To meld clinical and lifestyle programming, Distinctive Living has paired staff from both health and wellness departments to provide insights into resident changes in condition, potential acuity changes or day-to-day changes in a resident’s overall condition and disposition.
This pairs with the company’s approach to integrate new technology into its memory care communities. Distinctive attaches a monitoring system in every memory care unit that identifies toilet contents. That data goes directly to a lab and the program can alert staff to any changes in resident wellbeing. For example, the system has helped identify reactions to medications if a memory care resident does not communicate changes in condition to care staff, Jedlowski said.
“We’re trying not only to think about the future demographic, but we’re trying to think about how we can integrate technology into memory care that creates sophistication while maintaining dignity and privacy,” Jedlowski said.
Distinctive employs certified dementia practitioners in managerial roles within memory care communities, who can lend their expertise to operations and help families navigate an emotionally difficult transition as a loved one’s condition changes over time.
“We have two directors essentially working in tandem together in memory support which heightens the awareness of what’s going on and elevates the level of expertise and a hands-on model,” Jedlowski added.

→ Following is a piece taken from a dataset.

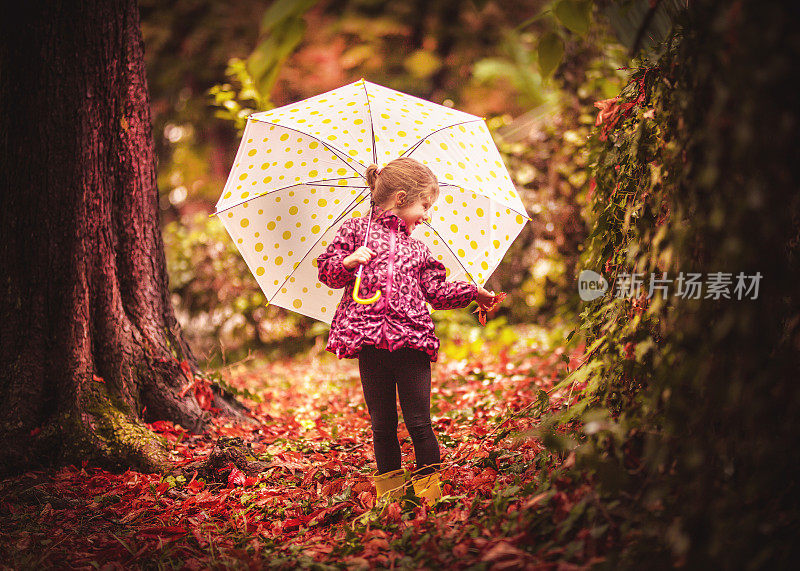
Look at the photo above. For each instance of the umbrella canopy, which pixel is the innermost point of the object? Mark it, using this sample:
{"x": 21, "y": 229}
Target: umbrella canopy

Registered nurses and qualified sales directors are the “two hardest positions to recruit today,” he said. That is only exacerbated by the shortage of licensed care staff and the stiff competition for sales staff with prior senior living experience.
To solve other staffing challenges, Distinctive modified the job roles of nurses and medication technicians to hire for certified dementia practitioners, with a “two director model” with a memory support director working in tandem with the community’s wellness director. Some success in hiring has also come through adapting job role descriptions to be specific to memory care, and finding candidates that want to help residents in high acuity settings.
Memory care will ‘continue to gain strength’
In the months and years ahead, Jedlowski believes the memory care sector will “continue to gain strength” and become a “strong product within our asset class” given the favorable, aging demographics and demand for dementia-related health care services.
But the barrier to entry of providing quality care and operations in memory care will remain, forcing operators to be “sophisticated enough” to understand changing needs in high acuity.
In 2023, former NFL star quarterback Brett Favre announced he has Parkinson’s disease. Jedlowski believes that tomorrow’s residents will resemble him in terms of having lived an active and fulfilling lifestyle prior to learning of a neurodegenerative disease later in life. That’s why the company is preparing to support a range of neurodegenerative conditions in the years to come.
“If we can’t get it together to take care of that specific type of resident, we’re not going to be sustainable,” Jedlowski said.